Who are the largest palm oil importers? +
The two largest importers are India, at about ~8 million tonnes a year, and China, at about ~7 Mt. Together they absorb a large share of global palm oil exports. India uses palm oil for much of its domestic cooking-oil consumption and as an input for processed foods. Its monthly import data are published by the Solvent Extractors' Association of India (SEA). China’s demand is concentrated in processed foods and oleochemicals. Other major buyers include the EU (~4 Mt, mainly food industry and declining biofuel use), Pakistan (~3 Mt), Bangladesh and a range of African countries.
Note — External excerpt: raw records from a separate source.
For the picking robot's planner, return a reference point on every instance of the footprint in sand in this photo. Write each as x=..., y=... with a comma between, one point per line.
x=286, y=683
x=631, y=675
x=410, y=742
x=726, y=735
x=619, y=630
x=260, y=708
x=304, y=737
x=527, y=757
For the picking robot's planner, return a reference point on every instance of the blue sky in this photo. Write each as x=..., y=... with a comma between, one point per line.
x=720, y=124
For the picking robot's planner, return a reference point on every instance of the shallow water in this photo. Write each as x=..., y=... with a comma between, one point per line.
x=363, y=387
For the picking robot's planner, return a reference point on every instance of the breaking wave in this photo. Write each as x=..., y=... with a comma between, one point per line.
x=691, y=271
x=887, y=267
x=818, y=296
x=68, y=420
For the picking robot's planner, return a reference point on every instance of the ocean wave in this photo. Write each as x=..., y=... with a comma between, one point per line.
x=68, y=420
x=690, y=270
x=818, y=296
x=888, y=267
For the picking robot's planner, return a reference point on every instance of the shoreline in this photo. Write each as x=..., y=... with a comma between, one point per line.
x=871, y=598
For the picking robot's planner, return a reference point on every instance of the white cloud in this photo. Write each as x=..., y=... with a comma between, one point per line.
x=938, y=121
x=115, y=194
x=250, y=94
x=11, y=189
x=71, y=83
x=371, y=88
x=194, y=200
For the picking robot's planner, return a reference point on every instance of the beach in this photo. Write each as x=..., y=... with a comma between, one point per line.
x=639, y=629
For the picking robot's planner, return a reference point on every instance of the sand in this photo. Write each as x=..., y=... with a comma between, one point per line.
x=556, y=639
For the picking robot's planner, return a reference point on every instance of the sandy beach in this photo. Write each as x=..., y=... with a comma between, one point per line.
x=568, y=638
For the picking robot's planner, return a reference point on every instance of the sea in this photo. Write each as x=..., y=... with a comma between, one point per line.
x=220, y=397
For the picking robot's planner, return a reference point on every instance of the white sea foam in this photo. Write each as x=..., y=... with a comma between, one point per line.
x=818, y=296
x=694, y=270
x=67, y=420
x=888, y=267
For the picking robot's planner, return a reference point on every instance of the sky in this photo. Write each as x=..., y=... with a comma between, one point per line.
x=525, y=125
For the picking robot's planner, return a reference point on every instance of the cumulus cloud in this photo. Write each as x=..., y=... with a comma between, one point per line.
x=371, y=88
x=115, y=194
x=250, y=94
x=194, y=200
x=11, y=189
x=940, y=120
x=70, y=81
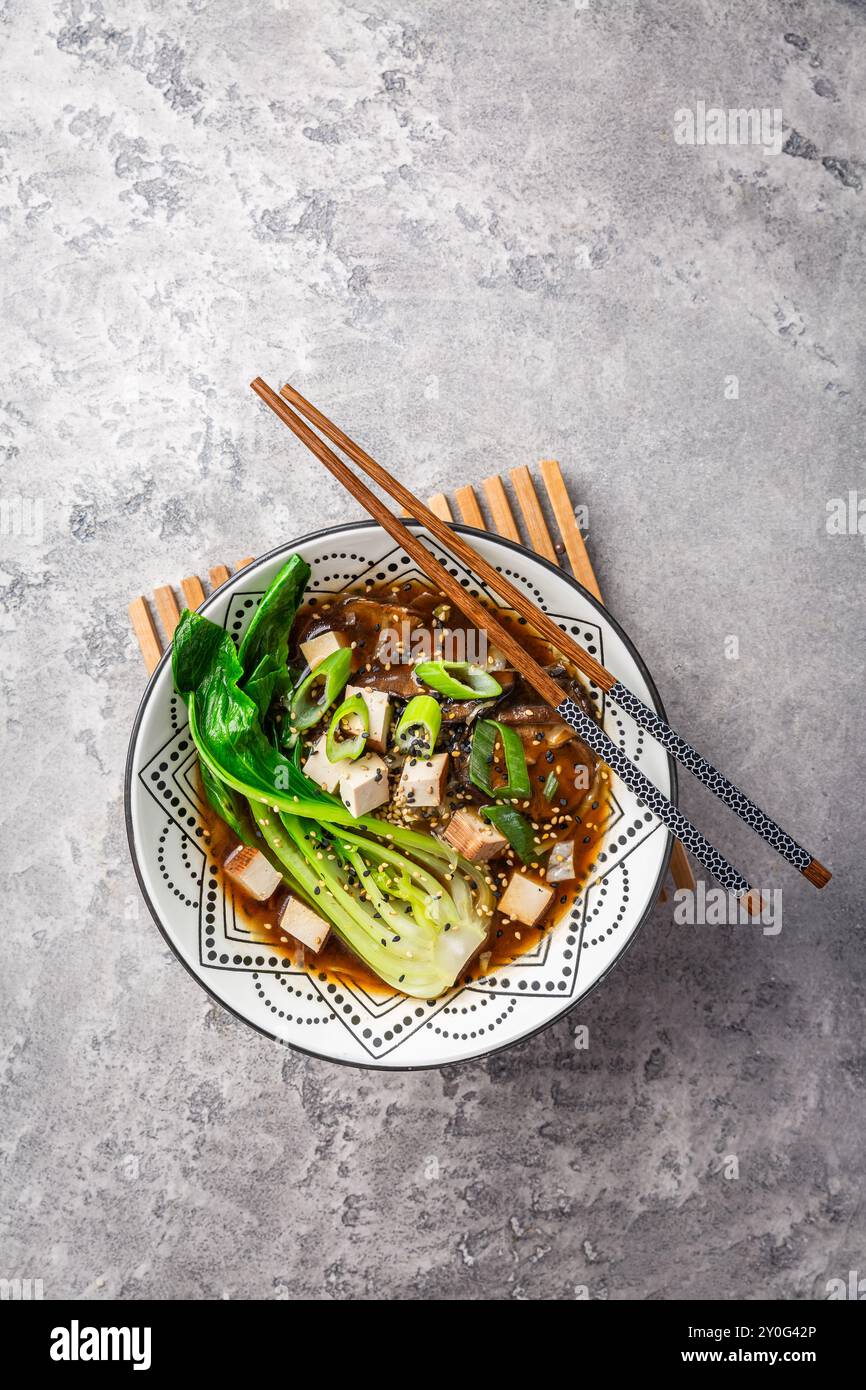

India’s import-duty level and shifts in Chinese demand are among the main short-term drivers of FCPO prices. Tariff changes in India or updated Chinese import estimates are quickly reflected in the market.
How can a European retail investor access the palm oil market? +
There are three main routes for a European retail investor. First, a palm oil CFD that directly tracks the Bursa Malaysia FCPO price, listed on some platforms under the PALM or FCPO ticker. This is a leveraged product that can be traded long or short. Second, plantation-owner shares, including Malaysia’s Sime Darby Plantation (SDPL.KL) and IOI Corporation (IOI.KL), and Singapore-listed Wilmar International (F34.SI) and Golden Agri-Resources (E5H.SI). Third, broader agricultural ETFs such as DBA and MOO, which provide diversified vegetable-oil and agribusiness exposure. Tax treatment varies by jurisdiction; consult a local tax adviser.